In-depth timing of entire applications is best suited to profiling tools such as the commonly available gprof(1) command and vendor-supplied tooling and utilities designed for the purpose of timing code.
However, such tools and their required infrastructure can be inappropriate or overkill for many situations.
So for those times where do-it-yourself timing is the better choice you can start with the module presented here which calls the following standard Fortran intrinsics to provide basic macro-level timing:
These routines are implementation-dependent and often may not be a good choice for testing timing of short events. On the other hand:
During development timing information helps identify which regions of code create the greatest benefit if optimized further.

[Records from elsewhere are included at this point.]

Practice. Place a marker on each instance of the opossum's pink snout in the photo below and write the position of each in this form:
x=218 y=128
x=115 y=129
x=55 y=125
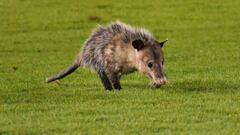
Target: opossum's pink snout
x=159 y=82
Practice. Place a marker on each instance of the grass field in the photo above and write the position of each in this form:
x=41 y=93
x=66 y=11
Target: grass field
x=40 y=38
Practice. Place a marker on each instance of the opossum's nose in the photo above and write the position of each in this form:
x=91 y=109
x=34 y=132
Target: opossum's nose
x=162 y=81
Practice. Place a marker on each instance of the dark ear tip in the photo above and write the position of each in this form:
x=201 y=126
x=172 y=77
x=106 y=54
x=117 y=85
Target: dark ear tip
x=138 y=44
x=163 y=42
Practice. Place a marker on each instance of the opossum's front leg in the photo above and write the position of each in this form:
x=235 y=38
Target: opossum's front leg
x=105 y=81
x=116 y=81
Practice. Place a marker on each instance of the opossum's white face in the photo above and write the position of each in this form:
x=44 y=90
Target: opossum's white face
x=150 y=61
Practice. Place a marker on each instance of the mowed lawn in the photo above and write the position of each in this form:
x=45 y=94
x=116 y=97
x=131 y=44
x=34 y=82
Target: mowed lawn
x=40 y=38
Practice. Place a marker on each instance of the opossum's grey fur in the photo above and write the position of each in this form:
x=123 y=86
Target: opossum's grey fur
x=92 y=53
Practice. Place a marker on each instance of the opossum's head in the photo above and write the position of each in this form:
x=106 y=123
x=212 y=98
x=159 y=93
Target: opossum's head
x=150 y=60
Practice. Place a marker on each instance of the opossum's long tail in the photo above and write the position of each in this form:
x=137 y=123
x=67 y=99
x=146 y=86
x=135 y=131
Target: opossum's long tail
x=64 y=73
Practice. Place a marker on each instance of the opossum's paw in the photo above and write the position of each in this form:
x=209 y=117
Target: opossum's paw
x=155 y=86
x=57 y=82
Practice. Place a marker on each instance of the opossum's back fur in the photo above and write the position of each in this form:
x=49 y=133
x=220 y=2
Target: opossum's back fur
x=92 y=55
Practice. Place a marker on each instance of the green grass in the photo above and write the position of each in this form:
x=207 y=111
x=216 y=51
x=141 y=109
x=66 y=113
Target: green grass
x=40 y=38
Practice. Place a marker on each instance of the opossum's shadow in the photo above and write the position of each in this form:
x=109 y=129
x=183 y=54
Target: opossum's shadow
x=204 y=86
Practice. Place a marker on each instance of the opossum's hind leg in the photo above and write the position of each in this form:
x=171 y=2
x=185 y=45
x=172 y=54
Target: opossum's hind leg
x=105 y=81
x=115 y=79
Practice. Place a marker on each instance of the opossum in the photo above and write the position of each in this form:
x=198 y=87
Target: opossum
x=118 y=49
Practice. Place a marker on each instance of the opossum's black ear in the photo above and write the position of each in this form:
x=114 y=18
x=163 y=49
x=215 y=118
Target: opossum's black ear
x=163 y=42
x=138 y=44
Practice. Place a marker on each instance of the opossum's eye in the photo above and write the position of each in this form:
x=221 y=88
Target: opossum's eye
x=150 y=64
x=138 y=44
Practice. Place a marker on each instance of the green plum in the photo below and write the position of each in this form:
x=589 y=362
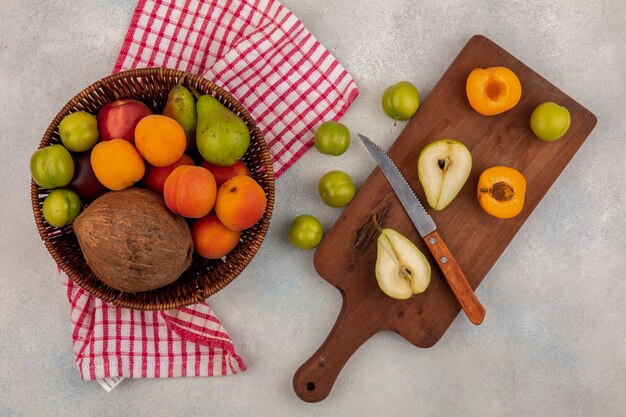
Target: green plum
x=400 y=101
x=52 y=166
x=305 y=232
x=336 y=188
x=549 y=121
x=79 y=131
x=332 y=138
x=61 y=207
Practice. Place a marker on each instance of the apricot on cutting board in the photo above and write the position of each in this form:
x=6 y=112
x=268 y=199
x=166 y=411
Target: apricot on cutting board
x=492 y=91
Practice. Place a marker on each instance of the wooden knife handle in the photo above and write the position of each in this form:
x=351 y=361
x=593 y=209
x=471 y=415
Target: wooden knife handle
x=455 y=277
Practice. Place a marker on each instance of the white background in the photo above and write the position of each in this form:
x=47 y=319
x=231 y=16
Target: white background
x=553 y=341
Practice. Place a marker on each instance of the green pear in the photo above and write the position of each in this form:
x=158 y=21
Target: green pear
x=221 y=136
x=181 y=106
x=443 y=168
x=402 y=270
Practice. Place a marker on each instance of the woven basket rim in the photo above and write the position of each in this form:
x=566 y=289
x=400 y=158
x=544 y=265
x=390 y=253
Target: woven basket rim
x=202 y=286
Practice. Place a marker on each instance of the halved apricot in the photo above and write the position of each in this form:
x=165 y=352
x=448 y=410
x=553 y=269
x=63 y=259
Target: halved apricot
x=501 y=191
x=493 y=90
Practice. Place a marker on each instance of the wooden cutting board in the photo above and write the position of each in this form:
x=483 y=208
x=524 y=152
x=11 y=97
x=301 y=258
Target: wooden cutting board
x=347 y=255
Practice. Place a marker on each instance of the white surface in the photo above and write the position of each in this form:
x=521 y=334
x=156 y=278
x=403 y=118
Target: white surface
x=553 y=341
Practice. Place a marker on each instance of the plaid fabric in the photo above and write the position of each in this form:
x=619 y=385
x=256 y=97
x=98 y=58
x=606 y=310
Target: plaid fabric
x=255 y=49
x=263 y=55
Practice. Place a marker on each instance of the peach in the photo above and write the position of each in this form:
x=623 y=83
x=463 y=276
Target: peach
x=223 y=174
x=211 y=239
x=155 y=177
x=190 y=191
x=240 y=203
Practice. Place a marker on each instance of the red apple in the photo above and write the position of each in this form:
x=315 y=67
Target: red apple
x=117 y=120
x=84 y=183
x=223 y=174
x=155 y=177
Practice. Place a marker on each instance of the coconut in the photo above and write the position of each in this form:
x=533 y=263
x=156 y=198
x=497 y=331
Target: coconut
x=132 y=242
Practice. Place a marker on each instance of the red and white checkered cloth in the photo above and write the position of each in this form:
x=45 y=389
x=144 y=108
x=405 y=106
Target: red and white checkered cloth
x=263 y=55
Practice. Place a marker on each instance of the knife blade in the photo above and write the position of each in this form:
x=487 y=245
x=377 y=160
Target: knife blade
x=427 y=229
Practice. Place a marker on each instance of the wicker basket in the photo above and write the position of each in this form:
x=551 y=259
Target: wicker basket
x=204 y=277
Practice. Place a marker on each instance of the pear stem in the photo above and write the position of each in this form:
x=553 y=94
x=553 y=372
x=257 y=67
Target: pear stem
x=194 y=92
x=182 y=79
x=375 y=223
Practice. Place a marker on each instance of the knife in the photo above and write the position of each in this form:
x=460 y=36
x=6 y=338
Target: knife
x=428 y=231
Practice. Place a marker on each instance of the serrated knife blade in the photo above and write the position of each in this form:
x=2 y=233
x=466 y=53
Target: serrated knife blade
x=427 y=228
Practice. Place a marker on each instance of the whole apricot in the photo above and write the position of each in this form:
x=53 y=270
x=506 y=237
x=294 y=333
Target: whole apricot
x=240 y=203
x=190 y=191
x=211 y=239
x=223 y=174
x=117 y=164
x=160 y=140
x=156 y=176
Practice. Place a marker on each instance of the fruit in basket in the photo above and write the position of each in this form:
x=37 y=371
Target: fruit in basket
x=132 y=242
x=85 y=183
x=549 y=121
x=118 y=119
x=240 y=203
x=61 y=207
x=332 y=138
x=493 y=90
x=155 y=177
x=181 y=106
x=190 y=191
x=336 y=188
x=79 y=131
x=52 y=166
x=443 y=167
x=160 y=140
x=222 y=137
x=501 y=191
x=223 y=174
x=402 y=270
x=305 y=232
x=117 y=164
x=211 y=239
x=400 y=101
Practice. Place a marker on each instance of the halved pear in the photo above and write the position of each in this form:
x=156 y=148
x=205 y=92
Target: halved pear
x=443 y=167
x=402 y=270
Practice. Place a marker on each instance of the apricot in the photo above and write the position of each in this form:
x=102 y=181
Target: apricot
x=190 y=191
x=155 y=177
x=240 y=203
x=223 y=174
x=211 y=239
x=117 y=164
x=160 y=140
x=501 y=191
x=493 y=90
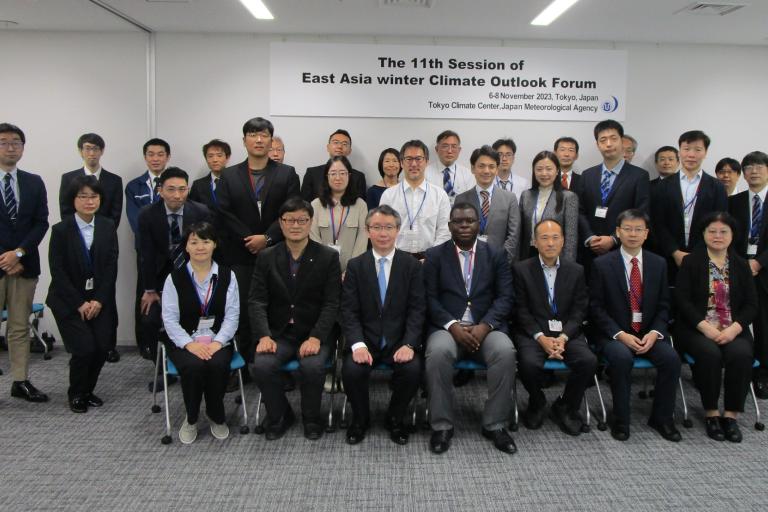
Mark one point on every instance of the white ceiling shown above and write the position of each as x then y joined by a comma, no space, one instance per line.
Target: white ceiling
651,21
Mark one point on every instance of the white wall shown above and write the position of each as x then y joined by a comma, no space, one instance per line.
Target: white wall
208,85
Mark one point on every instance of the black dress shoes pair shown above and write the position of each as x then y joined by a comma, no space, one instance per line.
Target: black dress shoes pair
24,389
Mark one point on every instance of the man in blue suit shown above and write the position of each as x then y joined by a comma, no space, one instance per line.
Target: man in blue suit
23,223
629,305
469,298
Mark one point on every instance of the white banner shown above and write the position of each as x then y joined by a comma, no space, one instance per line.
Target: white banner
352,80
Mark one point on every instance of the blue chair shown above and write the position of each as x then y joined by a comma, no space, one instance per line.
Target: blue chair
236,364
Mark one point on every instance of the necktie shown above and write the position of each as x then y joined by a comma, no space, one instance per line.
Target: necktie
635,292
10,198
447,185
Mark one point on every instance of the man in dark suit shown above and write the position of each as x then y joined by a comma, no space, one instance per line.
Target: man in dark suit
23,223
384,327
680,202
160,251
91,147
629,305
606,190
469,298
249,196
339,144
751,242
552,304
293,304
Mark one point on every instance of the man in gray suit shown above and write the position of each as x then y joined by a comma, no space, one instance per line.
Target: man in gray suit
499,212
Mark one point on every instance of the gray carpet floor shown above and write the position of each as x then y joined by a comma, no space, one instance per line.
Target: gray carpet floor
112,459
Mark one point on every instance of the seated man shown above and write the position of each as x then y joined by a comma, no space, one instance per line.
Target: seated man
293,304
469,297
383,327
552,302
629,304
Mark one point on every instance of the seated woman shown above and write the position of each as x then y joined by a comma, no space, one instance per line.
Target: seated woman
339,220
390,169
546,199
82,256
716,301
201,309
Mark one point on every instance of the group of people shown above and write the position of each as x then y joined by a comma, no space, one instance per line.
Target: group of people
411,275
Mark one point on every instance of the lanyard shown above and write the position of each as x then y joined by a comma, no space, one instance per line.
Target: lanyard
412,220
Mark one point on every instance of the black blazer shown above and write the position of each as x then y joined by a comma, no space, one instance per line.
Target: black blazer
31,222
533,311
314,300
112,202
312,184
609,305
491,294
400,320
238,209
70,269
692,289
154,239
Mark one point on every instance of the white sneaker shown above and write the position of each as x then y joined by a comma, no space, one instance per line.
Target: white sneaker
187,433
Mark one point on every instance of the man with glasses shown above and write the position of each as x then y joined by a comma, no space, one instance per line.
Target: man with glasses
293,305
423,207
21,231
339,144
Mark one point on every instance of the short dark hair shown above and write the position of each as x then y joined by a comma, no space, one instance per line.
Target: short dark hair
90,138
217,143
79,183
389,151
633,214
173,172
12,128
608,124
570,140
156,142
693,136
415,143
296,204
664,149
505,142
258,124
485,150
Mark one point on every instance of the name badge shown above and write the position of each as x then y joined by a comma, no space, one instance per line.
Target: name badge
556,326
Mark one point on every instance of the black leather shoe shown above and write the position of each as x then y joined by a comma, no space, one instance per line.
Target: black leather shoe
666,429
440,441
24,389
731,429
714,429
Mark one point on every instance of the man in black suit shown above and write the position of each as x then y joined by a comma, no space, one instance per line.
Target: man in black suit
606,190
629,305
250,195
161,225
293,305
751,242
680,202
469,298
339,144
383,327
23,223
552,304
91,147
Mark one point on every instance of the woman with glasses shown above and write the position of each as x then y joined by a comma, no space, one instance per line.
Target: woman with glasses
546,199
716,301
339,220
83,260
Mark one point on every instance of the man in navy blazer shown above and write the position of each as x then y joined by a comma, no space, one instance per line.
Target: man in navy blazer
23,223
630,309
469,298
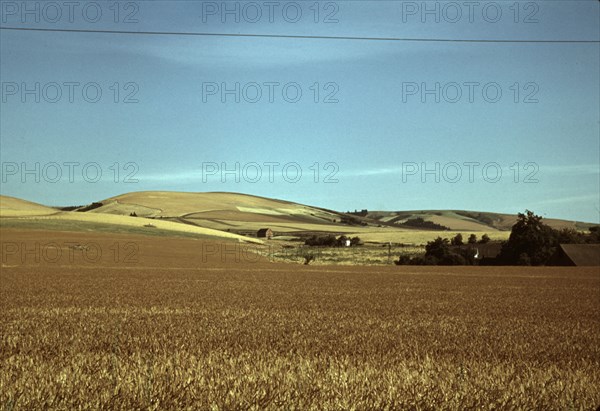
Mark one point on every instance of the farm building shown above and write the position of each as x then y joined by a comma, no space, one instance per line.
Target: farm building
265,233
577,255
485,254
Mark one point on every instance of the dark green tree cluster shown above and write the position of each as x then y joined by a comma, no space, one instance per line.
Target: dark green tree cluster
532,242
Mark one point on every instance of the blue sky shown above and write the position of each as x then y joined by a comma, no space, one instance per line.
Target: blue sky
371,142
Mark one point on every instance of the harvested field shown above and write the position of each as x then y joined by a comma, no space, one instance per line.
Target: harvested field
175,330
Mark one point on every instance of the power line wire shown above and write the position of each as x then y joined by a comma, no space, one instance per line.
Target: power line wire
291,36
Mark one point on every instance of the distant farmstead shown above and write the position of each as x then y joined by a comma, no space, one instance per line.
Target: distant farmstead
265,233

Timing can be used portably in testing frameworks to capture and identify large changes in performance between releases and different compilers and help identify compiler switch effects on efficiency.
Timing-related intrinsics are available on virtually all platforms, unlike most higher-level profiling packages.
Simple timing procedures are a great tool for timing different versions of a procedure you already have identified as being important to optimize.
These simple calls can generally be left in the code to provide general run-time information when used judiciously, (IE. at a macro level) as part of the program output without requiring the use of external run-time timers such as the GNU time(1) command.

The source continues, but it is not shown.